By Bernard Orsman
Several boys at Auckland's Remuera Intermediate School are under investigation for allegedly spiking a teacher's drink with what may have been a poisonous substance.
The police youth aid section is investigating the incident involving six boys and a woman teacher last week, although the school believes there are no sinister overtones.
The teacher is understood to have taken a sip of water from a mug and spat it out after it tasted odd.
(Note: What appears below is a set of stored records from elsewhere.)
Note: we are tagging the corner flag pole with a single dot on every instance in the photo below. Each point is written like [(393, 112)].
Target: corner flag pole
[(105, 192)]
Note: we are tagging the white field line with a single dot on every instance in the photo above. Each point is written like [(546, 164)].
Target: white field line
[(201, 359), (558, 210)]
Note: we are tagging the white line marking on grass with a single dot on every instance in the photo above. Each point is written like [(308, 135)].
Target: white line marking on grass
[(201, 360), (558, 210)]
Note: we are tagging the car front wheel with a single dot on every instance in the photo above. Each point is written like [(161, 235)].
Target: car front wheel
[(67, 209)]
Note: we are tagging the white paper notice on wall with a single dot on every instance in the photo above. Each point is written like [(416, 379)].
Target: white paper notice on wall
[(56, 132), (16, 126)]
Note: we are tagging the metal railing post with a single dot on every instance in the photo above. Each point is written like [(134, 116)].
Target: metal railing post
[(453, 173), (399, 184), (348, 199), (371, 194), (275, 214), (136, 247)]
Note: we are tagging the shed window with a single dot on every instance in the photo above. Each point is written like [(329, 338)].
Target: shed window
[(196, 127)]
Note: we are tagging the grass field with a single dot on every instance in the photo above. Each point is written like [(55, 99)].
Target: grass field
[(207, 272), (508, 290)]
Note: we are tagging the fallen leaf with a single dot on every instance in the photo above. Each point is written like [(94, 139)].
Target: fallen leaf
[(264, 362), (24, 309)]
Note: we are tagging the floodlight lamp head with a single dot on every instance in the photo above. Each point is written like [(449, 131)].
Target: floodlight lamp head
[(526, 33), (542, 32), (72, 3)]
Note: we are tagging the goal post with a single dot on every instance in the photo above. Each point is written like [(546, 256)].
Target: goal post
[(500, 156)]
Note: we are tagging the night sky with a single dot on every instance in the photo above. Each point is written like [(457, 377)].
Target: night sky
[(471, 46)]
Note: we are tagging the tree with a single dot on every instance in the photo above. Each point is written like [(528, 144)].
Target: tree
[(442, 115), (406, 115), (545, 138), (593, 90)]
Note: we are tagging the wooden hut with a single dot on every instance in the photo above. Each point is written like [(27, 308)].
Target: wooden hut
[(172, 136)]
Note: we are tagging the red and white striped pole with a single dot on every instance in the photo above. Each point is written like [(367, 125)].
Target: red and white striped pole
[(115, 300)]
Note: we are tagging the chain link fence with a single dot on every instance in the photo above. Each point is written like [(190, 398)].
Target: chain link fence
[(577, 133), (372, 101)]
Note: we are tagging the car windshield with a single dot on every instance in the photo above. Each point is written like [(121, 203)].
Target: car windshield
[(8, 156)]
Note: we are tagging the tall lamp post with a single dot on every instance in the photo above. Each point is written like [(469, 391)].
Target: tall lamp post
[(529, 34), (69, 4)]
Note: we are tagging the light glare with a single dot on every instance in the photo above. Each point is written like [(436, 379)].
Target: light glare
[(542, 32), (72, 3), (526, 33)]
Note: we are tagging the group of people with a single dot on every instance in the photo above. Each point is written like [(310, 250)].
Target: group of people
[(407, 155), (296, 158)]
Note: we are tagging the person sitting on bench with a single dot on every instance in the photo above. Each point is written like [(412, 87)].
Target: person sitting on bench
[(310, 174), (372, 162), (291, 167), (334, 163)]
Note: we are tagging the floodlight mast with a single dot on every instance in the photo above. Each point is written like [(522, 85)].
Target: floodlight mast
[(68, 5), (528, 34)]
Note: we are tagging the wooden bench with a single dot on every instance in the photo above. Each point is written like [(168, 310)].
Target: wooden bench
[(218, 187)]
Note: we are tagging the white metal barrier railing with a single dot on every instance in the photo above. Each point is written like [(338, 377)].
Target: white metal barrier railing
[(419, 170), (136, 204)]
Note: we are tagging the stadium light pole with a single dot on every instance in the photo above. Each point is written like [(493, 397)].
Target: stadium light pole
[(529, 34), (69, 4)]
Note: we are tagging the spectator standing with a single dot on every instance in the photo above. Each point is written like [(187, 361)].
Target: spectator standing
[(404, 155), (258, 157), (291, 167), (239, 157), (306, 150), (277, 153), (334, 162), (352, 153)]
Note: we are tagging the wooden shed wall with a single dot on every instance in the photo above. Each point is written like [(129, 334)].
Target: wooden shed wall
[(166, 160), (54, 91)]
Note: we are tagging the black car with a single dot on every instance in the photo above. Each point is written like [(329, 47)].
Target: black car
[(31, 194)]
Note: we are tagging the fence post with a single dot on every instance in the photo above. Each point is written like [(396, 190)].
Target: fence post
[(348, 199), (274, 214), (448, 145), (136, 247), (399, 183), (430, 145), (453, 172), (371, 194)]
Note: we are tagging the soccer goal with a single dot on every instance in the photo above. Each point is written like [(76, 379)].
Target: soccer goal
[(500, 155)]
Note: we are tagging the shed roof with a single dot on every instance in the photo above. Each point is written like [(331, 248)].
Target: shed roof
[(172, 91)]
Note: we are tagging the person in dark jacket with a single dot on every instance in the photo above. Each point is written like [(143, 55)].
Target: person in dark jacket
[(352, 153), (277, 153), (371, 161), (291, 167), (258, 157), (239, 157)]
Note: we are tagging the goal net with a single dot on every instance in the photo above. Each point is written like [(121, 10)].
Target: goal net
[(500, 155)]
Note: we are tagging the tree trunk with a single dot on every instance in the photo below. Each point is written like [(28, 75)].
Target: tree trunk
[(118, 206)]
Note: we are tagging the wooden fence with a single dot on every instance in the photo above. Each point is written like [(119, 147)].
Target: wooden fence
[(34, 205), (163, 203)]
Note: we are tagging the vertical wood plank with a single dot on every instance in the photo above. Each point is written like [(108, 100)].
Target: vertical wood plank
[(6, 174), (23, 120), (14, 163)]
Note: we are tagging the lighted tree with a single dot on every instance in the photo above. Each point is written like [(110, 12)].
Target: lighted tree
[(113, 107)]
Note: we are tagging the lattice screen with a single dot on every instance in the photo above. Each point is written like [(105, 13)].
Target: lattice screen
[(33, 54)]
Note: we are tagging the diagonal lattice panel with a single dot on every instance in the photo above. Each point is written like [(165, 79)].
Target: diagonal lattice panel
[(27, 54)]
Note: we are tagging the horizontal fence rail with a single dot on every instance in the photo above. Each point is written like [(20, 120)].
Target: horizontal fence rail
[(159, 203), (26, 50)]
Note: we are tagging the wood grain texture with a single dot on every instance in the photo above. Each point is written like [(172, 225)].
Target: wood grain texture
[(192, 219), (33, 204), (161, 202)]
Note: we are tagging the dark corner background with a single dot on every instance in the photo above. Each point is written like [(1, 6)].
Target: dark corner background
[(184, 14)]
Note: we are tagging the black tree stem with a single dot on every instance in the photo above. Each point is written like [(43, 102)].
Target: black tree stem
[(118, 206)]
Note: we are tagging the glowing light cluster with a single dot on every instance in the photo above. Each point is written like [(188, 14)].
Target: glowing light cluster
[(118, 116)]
She was unharmed.
Sources have suggested to the New Zealand Herald that the substance was silica gel, a moisture absorber commonly used in articles like vitamin bottles.
But the principal of the 660-pupil school, Kevin Gooch, said there were varying reports about what may have been put in the drink.
"Someone said it was chalk, someone said it was something else and someone said it was poison," he said.
A spokeswoman for the National Poison Centre in Dunedin said silica gel sachets were marked poisonous and not to be eaten.
However, she would not expect any symptoms from swallowing the substance because it was virtually non-toxic.
Mr Gooch said he had interviewed one boy and would talk to another five boys today.
"I have my own idea of what has happened," he said.
"I think there has been some silly little incident of something being put in a drink and [whoever did it] didn't realise the implications.
"If it is a substance it could have done some harm to somebody and we need to follow that through."
Darrell Ward, the president of NZEI, the primary teachers union, was unaware of the incident and said he would wait until the outcome of the investigation before commenting.
But if it was true, then it would be the first case he had heard of pupils attempting to poison a teacher, he said.
Mr Ward said the union had concerns for teacher safety, with increasing incidents of insolence and defiance in primary and intermediate schools.